平台模型是应用开发的重点,其保证了OpenCL代码的可移植性(在具有OpenCL能力的系统间)。即使只在一个系统中,这个系统也可以具有多个不同的OpenCL平台,这些平台可以被不同的应用所使用。平台模型的API允许一个OpenCL应用能够适应和选择对应的平台和计算设备,从而在相应平台和设备上运行应用。
应用可以使用OpenCL运行时API,选择对应提供商提供的对应平台。不过,平台上能指定和互动的设备,也只限于供应商提供的那些设备。例如,如果选择了A公司的平台,那么就不能使用B公司的GPU。不过,平台硬件并不需要由供应商独家提供。例如,AMD和Intel的实现可以使用其他公司的x86 CPU作为设备。
编程者写编写OpenCL C代码时,设备架构会被抽象成平台模型。供应商只需要将抽象的架构映射到对应的物理硬件上即可。平台模型定义了具有一组计算单元的设备,且每个计算单元的功能都是独立的。计算单元也可以划分成更多个处理单元。图3.1展示的就是这样的一种层级模型。举个例子,AMD Radeon R9 290X图形卡(device)包含44个向量处理器(计算单元)。每个计算单元都由4个16通道SIMD引擎,一共就有64个SIMD通道(处理单元)。Radeon R9 290X上每个SIMD通道都能处理一个标量指令。运行GPU设备能同时执行44x16x4=2816条指令。
3.2.1 平台和设备
clGetPlatformIDs()
这个API就是查找制定系统上的可用OpenCL平台的集合。在具体的OpenCL程序中,这个API一般会调用两次,用来查询和获取到对应的平台信息。第一次调用这个API需要传入num_platforms
作为数量参数,传入NULL作为平台参数。这样就能获取在该系统上有多少个平台可供使用。编程者可以开辟对应大小的空间(指针命名为platforms),来存放对应的平台对象(类型为 cl_platform_id)。第二次调用该API是,就可将platforms传入来获取对应数量的平台对象。平台查找完成后,使用clGetPlatformInfo()
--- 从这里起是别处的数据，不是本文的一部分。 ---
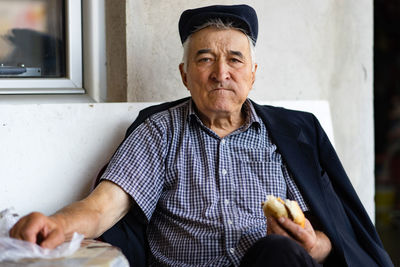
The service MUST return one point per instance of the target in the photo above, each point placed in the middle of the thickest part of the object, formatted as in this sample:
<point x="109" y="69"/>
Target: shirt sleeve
<point x="138" y="165"/>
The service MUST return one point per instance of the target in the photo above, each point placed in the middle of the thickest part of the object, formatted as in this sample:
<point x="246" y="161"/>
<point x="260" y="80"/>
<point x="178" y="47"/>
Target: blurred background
<point x="387" y="123"/>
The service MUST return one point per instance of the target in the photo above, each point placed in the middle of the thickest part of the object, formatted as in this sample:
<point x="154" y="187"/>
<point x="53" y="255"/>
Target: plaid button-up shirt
<point x="201" y="193"/>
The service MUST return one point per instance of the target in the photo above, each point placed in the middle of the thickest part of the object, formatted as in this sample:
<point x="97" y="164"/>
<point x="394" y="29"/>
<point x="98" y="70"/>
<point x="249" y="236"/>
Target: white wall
<point x="306" y="50"/>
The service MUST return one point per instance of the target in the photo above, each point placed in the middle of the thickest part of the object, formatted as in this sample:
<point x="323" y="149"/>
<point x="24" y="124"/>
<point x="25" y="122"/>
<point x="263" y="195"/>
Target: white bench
<point x="51" y="153"/>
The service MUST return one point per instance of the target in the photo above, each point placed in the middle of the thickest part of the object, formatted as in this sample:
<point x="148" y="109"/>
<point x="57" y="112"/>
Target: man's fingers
<point x="273" y="227"/>
<point x="53" y="239"/>
<point x="37" y="228"/>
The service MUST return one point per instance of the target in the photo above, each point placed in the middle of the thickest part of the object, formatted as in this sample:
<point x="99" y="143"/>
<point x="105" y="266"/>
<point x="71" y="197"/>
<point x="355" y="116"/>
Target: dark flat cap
<point x="243" y="17"/>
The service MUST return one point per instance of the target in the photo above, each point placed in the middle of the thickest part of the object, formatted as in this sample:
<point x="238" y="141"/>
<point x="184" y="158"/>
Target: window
<point x="74" y="33"/>
<point x="32" y="39"/>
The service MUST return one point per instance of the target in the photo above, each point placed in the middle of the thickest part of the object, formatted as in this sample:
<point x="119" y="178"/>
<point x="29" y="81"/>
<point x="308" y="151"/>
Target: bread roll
<point x="276" y="207"/>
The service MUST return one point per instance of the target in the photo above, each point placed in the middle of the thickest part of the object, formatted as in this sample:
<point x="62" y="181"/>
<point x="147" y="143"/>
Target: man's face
<point x="219" y="73"/>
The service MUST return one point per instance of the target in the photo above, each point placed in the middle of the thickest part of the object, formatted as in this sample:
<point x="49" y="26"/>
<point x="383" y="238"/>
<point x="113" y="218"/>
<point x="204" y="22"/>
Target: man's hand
<point x="40" y="229"/>
<point x="316" y="243"/>
<point x="105" y="206"/>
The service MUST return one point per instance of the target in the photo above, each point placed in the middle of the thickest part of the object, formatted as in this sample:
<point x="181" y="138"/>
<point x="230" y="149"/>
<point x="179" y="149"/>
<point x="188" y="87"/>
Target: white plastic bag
<point x="12" y="249"/>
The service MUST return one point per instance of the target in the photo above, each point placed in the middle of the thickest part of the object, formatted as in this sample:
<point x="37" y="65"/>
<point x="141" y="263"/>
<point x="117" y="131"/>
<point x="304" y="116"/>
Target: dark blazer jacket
<point x="335" y="207"/>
API可以查询对应供应商所提供的平台,然后决定使用哪个平台进行运行OpenCL程序。clGetPlatformIDs()
这个API需要在其他API之前调用,3.6节中可以从矢量相加的源码中进一步了解。
cl_int
clGetPlatformIDs(
cl_uint num_entries,
cl_platform_id *platforms,
cl_uint *num_platforms)
当平台确定好之后,下一步就是要查询平台上可用的设备了。clGetDeviceIDs()
API就是用来做这件事的,并且在使用流程上和clGetPlatformIDs()
很类似。clGetDeviceIDs()
多了平台对象和设备类型作为入参,不过也需要简单的三步就能创建device:第一,查询设备的数量;第二,分配对应数量的空间来存放设备对象;第三,选择期望使用的设备(确定设备对象)。device_type
参数可以将设备限定为GPU(CL_DEVICE_TYPE_GPU),限定为CPU(CL_DEVICE_TYPE_CPU),或所有设备(CL_DEVICE_TYPE_ALL),当然还有其他选项。这些参数都必须传递给clGetDeviceIDs()
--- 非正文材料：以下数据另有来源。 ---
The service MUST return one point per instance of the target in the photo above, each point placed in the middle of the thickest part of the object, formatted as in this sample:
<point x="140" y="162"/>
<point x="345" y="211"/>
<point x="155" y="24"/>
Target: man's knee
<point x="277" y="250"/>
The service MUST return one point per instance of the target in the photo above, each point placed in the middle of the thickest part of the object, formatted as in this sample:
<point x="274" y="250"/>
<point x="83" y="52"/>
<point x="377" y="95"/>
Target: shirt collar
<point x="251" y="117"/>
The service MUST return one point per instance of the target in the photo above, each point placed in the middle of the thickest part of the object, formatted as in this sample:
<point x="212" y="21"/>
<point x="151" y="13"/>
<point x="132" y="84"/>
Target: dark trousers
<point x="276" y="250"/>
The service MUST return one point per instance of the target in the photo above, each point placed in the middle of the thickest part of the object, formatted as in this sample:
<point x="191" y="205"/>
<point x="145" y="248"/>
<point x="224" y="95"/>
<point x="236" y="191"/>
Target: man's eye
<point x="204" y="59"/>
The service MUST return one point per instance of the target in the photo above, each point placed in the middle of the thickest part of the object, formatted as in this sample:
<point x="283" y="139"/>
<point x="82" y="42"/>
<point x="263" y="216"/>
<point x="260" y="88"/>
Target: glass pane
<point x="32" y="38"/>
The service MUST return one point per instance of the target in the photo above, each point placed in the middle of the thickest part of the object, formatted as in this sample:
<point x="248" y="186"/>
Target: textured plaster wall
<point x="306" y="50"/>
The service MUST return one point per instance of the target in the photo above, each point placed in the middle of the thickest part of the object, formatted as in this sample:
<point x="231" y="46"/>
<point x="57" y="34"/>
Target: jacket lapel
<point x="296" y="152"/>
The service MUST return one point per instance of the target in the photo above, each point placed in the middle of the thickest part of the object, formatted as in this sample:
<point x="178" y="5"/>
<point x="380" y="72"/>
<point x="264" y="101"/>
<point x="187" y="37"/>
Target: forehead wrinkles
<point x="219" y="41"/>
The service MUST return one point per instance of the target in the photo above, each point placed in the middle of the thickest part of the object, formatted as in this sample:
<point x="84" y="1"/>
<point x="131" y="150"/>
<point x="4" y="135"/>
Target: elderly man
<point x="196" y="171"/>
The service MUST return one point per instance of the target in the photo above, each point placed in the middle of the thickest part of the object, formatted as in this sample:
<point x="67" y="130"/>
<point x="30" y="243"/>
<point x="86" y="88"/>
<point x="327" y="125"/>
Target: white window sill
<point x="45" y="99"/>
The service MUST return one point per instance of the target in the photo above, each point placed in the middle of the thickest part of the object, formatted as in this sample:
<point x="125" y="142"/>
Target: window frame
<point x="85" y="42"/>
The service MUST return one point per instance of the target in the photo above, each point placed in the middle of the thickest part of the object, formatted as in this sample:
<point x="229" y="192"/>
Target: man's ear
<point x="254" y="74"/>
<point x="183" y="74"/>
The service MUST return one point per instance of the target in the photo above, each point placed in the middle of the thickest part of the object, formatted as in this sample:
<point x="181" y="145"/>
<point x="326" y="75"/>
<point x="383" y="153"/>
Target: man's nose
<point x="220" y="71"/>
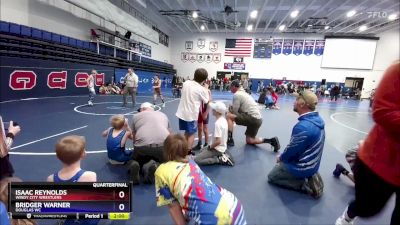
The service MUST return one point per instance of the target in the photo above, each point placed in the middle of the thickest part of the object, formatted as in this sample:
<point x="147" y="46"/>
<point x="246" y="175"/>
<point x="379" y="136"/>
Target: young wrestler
<point x="217" y="152"/>
<point x="117" y="135"/>
<point x="189" y="193"/>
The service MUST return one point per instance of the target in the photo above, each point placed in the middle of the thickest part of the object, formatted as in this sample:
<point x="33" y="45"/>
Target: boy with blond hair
<point x="70" y="150"/>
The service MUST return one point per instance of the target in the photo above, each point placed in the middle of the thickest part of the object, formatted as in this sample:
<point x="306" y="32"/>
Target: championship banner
<point x="308" y="47"/>
<point x="208" y="58"/>
<point x="145" y="49"/>
<point x="184" y="56"/>
<point x="277" y="46"/>
<point x="234" y="66"/>
<point x="189" y="45"/>
<point x="262" y="48"/>
<point x="287" y="46"/>
<point x="217" y="57"/>
<point x="192" y="57"/>
<point x="201" y="43"/>
<point x="319" y="47"/>
<point x="200" y="58"/>
<point x="298" y="47"/>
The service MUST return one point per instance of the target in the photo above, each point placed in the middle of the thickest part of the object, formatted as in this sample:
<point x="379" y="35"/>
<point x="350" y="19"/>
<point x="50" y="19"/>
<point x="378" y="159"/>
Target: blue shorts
<point x="190" y="127"/>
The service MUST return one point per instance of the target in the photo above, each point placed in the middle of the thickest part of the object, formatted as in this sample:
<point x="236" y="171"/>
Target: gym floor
<point x="45" y="120"/>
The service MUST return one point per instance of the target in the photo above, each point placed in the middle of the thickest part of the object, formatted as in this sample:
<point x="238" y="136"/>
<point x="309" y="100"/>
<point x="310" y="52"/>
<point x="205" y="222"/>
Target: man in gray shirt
<point x="149" y="129"/>
<point x="244" y="111"/>
<point x="131" y="81"/>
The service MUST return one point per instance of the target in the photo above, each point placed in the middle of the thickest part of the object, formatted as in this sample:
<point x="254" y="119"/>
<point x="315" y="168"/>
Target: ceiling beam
<point x="317" y="12"/>
<point x="376" y="19"/>
<point x="348" y="19"/>
<point x="393" y="24"/>
<point x="212" y="16"/>
<point x="158" y="8"/>
<point x="272" y="17"/>
<point x="193" y="19"/>
<point x="248" y="13"/>
<point x="287" y="14"/>
<point x="222" y="6"/>
<point x="260" y="14"/>
<point x="302" y="11"/>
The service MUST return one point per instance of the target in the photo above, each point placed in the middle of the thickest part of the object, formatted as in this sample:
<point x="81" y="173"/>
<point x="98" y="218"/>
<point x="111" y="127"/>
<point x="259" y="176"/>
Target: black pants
<point x="372" y="193"/>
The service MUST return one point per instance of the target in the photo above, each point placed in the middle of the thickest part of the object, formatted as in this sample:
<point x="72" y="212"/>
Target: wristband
<point x="10" y="135"/>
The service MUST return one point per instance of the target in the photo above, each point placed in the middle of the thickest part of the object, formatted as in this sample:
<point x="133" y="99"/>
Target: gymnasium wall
<point x="61" y="17"/>
<point x="32" y="78"/>
<point x="292" y="67"/>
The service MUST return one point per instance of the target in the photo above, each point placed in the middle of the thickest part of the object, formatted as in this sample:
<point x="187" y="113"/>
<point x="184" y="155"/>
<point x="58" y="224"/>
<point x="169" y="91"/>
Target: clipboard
<point x="3" y="145"/>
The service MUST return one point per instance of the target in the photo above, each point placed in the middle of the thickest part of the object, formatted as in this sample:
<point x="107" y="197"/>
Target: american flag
<point x="238" y="47"/>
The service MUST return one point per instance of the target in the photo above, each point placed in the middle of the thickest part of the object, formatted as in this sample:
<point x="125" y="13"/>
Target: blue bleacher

。相较于平台的查询API,clGetDeviceInfo()
API可用来查询每个设备的名称、类型和供应商。
cl_int
clGetDeviceIDs(
cl_platform_id platform,
cl_device_type device_type,
cl_uint num_entries,
cl_device_id *devices,
cl_uint *num_devices)
AMD的并行加速处理软件开发工具(APP SDK)中有一个clinfo的程序,其使用clGetPlatformInof()
和clGetDeviceInfo()
来获取对应系统中的平台和设备信息。硬件信息,比如内存总量和总线带宽也是可以用该程序获取。在了解其他OpenCL特性之前,我们先休息一下,了解一下clinfo的输入,如图3.2。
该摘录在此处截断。